To understand how the human genome and its numerous genetic polymorphisms interpret the lifestyle of the individual – diet and physical activity among others – in ways that affect risk of cardiovascular disease, type 2 diabetes, hypertension and obesity. This is done with computational tools and databases, with a goal of describing factors pertinent to personalized nutrition.

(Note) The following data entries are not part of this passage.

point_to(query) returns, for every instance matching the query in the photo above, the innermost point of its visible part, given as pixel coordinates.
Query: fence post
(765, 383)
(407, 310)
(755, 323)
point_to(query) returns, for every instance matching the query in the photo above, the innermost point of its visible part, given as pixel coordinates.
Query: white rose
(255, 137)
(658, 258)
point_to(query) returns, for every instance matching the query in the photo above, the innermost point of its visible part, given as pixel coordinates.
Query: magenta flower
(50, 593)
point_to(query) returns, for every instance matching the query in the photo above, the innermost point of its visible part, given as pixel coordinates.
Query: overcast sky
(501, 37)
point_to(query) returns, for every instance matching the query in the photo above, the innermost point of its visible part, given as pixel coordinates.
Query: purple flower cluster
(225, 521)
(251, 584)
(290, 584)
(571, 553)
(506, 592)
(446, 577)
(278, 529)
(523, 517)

- PhD, Cellular and Molecular Biology, University of Wisconsin, Madison
Dr. Larry Parnell is a USDA-ARS Computational Biologist on the Nutrition and Genomics Team at the HNRCA. His research focuses on the use of computational methods to discern signals from genomics and metabolomics data that identify genes, metabolites and pathways involved dietary response, obesity, type 2 diabetes, heart diseases, and age-related diseases. In his most recent research, Dr. Parnell employs systems biology approaches, machine learning and network analysis to gain further insight into how the genome interprets dietary intakes and exercise in the context of aging and age-related diseases. Since joining ARS in 2003, Dr. Parnell has co-authored over 110 peer-reviewed research articles. Prior to that, he co-authored publications on the first reports of sequencing the human genome and the first plant genome (Arabidopsis thaliana). Dr. Parnell is an adjunct assistant professor at the Friedman School of Nutrition Science and Policy and has served as a reviewer of research grant applications for NIH T32 training grants in heart disease research, the Plant Genome Initiative (National Science Foundation,) and for the European Community. He has received over 20 separate invitations to speak on the research of the Nutrition and Genomics Team during his tenure with the ARS. Dr. Parnell is a member of the American Society of Human Genetics and the African Society for Bioinformatics and Computational Biology.